О страшная история голода, которой совершенно пренебрегают историки! Чье бронзовое перо напишет твою зловещую хронику во Франции, которая претерпевала голод, но до сего дня милосердно относилась к его творцам?
О несчастный народ, задумайся над словами: «Земля родит все меньше и меньше!»
Почему она, эта удивительная матерь, плодородная шесть тысяч лет, родит все меньше и меньше? Сейчас я тебе объясню.
Потому что у крестьянина, у кого больше не осталось вещей, которые можно было бы отнять, государственная казна забирает скот и постепенно его уничтожает; если нет скота — нет и удобрений: посевы изо дня в день сокращаются, земля больше неспособна восстанавливать свои силы, Церера, мать мира, уже не родит; Исида с восемью сосцами уже не дает молока: кормилица умирает от голода, она постится, истощается и, подобно тому как гибнет скот, сама скоро погибнет.

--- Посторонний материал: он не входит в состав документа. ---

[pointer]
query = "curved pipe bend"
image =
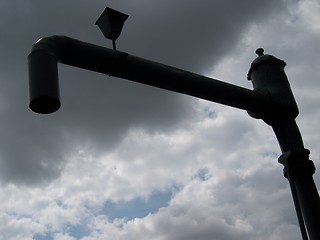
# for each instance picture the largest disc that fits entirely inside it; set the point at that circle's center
(48, 51)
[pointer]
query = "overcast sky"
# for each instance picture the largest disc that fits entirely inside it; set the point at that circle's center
(125, 161)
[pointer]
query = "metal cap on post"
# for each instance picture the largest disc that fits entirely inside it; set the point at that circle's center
(111, 23)
(267, 74)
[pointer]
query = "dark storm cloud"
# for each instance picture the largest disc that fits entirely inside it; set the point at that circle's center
(192, 35)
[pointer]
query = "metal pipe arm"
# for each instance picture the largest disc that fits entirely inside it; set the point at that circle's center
(47, 52)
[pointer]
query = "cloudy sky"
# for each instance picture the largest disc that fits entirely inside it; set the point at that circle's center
(121, 160)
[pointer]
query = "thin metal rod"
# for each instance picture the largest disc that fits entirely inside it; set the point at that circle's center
(114, 45)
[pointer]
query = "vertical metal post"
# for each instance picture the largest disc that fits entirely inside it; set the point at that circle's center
(267, 74)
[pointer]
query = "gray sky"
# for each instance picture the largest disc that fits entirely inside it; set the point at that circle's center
(121, 160)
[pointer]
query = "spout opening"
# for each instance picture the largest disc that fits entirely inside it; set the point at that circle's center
(44, 104)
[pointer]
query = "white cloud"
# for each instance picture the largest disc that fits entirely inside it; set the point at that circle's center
(220, 164)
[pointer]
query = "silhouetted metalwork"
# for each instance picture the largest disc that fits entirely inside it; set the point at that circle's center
(111, 23)
(271, 100)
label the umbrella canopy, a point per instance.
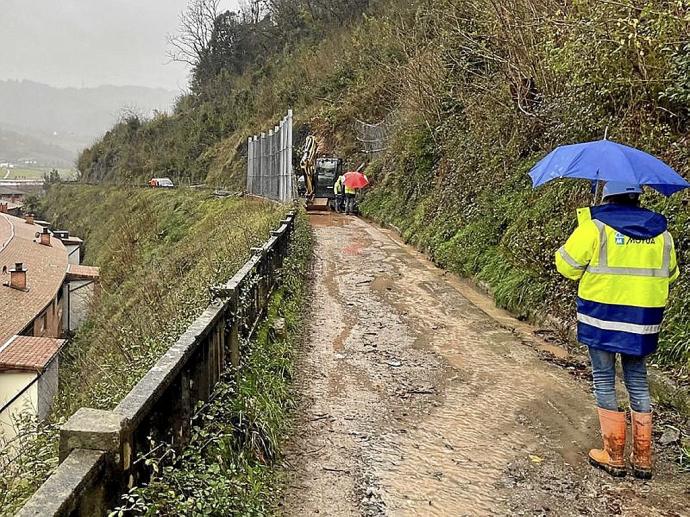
(355, 180)
(605, 160)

А теперь, несчастный народ, выслушай то, что я должен тебе сказать, то, что я могу тебе доказать! Поскольку дворян и откупщиков, то есть людей, свободных от уплаты налогов и эти налоги собирающих, с каждым днем все больше, подати, которые выплачиваешь ты, с каждым днем будут давить на тебя все тяжелее; далее, слушай внимательно и правильно пойми: по мере того как продовольствия становится меньше, по мере того как хлеб из-за дороговизны ускользает из твоих исхудавших пальцев, он превращается в предмет все более доходной спекуляции; выгоды от нее очевидны, столь очевидны, что король Людовик Пятнадцатый хочет иметь в них свою долю и торгует мукой. Странно, не правда ли, видеть короля, спекулирующего жизнью своих подданных, короля, наживающегося на голоде, короля, заставляющего платить смерти ту дань, какую до сих пор смерть заставляла платить всех, даже королей! И вот мы в конце концов — ведь закон прогресса неопровержим — постигли рассудком все это: ты умираешь с голоду, о несчастный народ! Это правда, но ты, по крайней мере, теперь знаешь, почему ты умираешь: неурожай уже не следствие засухи или дождей, изменений в атмосфере, катаклизмов природы; неурожай — естественное, узаконенное, признанное Парламентом явление; мы голодаем из-за Людовика, но под его подписью стоит имя Фелиппо.